To further investigate the effect of salinomycin on GSCs, the protein expression and GSC functionality were assessed. Since salinomycin caused a decrease in SOX2 mRNA expression for all three GBM cell lines, SOX2 protein expression was analyzed using flow cytometry (Fig. 4). A statistically significant decrease in SOX2-positive population in D456 expression, with a similar decrease in U87 and SMC448 cells (albeit not at statistically significant levels) was revealed. Placed in context with the transcriptional results, these data indicated that while most of the cells continue to express SOX2, salinomycin is reducing the total amount of SOX2-positive population. The functional impact of salinomycin on GSC clonogenicity was assessed via sphere formation assay. Qualitatively, 1 µM of salinomycin was sufficient to prevent sphere formation at both 10 and 100 cells/well seeding densities, even though these densities were otherwise sufficient to form spheres without salinomycin (Fig. 5A). Quantitatively using the extreme limiting dilution assay (30), a significant reduction of clonogenic population was also observed. Clonogenic potential of U87 cells was altered from 1 of 1.04 to 1 of 8.58 cells after 1 week of 1 µM of salinomycin treatment (Fig. 5B). Similarly, the clonogenic potential of SMC448 was altered from 1 of 1.76 to 1 of 6.84 and D456 changed from 1 of 1.04 to 1 of 7.01. Notably, the clonogenic potential of NE-4C mouse neural stem cells was also altered but to a lower extent from 1 of 1.15 to 1 of 4.63 (comparison of slopes of lines in Fig. 5B). Collectively, these data indicated that salinomycin significantly and selectively impacted GSC clonogenicity.

To investigate the mechanism of action of salinomycin, an Annexin V/7-AAD assay was performed (Fig. 6A). This assay assesses the percentage of cells that are healthy (lower left quadrant), early apoptotic (lower right quadrant), late apoptotic (upper right quadrant), and necrotic (upper left quadrant). For all cell lines, salinomycin treatment led to an increased percentage of cells in the early apoptotic and late apoptotic quadrants, but no increase in the necrotic quadrant. This finding indicated that salinomycin induced cell death via apoptosis rather than necrosis. The cells grown in serum-free culture, which are GSC enriched, led to higher rates of specific apoptosis than those grown with serum, reinforcing the prior observation that salinomycin can to a certain extent preferentially deplete GSCs. For U87, the difference in the apoptotic rates between the serum-free culture and serum culture was statistically significant.
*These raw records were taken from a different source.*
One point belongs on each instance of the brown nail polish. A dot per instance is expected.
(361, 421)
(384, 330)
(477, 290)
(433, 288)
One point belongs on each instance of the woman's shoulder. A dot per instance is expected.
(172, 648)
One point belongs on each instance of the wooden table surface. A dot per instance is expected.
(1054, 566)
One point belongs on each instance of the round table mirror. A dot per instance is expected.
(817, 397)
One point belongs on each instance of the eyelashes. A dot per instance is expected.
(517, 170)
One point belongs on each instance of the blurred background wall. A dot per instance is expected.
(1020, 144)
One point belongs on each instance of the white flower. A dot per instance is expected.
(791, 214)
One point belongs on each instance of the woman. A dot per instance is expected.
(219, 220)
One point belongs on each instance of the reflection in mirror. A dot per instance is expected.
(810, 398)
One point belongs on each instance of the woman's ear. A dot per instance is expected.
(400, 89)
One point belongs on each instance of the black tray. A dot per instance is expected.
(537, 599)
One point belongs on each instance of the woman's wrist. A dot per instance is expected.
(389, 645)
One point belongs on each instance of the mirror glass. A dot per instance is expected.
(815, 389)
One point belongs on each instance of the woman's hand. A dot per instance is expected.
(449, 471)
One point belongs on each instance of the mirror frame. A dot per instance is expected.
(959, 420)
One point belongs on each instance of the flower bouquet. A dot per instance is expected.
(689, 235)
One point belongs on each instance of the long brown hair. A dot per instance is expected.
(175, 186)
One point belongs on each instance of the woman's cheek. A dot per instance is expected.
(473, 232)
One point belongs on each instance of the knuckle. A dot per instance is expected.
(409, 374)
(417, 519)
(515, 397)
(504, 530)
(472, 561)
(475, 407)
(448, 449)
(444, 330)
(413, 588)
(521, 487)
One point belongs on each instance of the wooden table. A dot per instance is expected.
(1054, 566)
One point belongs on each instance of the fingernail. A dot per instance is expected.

The GBM lines U87, SMC448, and D456 all exhibited higher rates of specific apoptosis than the non-cancerous NE4C cell line, providing evidence that salinomycin has greater toxicity for cancer cells than their non-cancerous counterparts. To further investigate this potential mechanism, flow cytometry was used to identify caspase-3 cleavage activity in serum-free and serum culture cells with or without the addition of salinomycin (Fig. 6B). Salinomycin treatment led to statistically significant increases in caspase-3 cleavage for SMC448 cells in serum culture as well as for both SMC448 and D456 cells in serum-free culture. The cells in serum and serum-free culture exhibited similar trends in caspase-3 cleavage, indicating that the increased apoptosis in U87 serum-free vs. serum culture may be caused by a caspase-3-indepdendent pathway (31,32).

Discussion

We have previously postulated the potential of salinomycin to selectively target GSCs (20). While salinomycin is yet to be the subject of any full-scale clinical trials in cancer patients, its emergence as a key anticancer agent has propelled it into the focus of pre-clinical models using patient-derived cancer cells (33). The aim of the present study was to investigate the impact of salinomycin on GSC-like cells in GBM to assess the efficacy of the drug as a potential chemotherapy for GBM patients. GSCs are a distinct subpopulation of cells within glioblastomas which have the ability to initiate tumor growth and self-renew (6,8,11). Conventional therapies do not adequately target these cell populations in glioblastoma, which may lead to inefficient tumor elimination and cancer reemergence (11,34). The antibiotic salinomycin had been first identified to target CSCs nearly a decade ago, and subsequent studies on salinomycin have been centered on its potential to treat similar stem cell-like populations in various cancers (14). Additionally, drug delivery systems have been implemented in vitro with salinomycin to demonstrate the ability of the drug to deplete glioblastoma populations while also crossing the blood-brain barrier (35).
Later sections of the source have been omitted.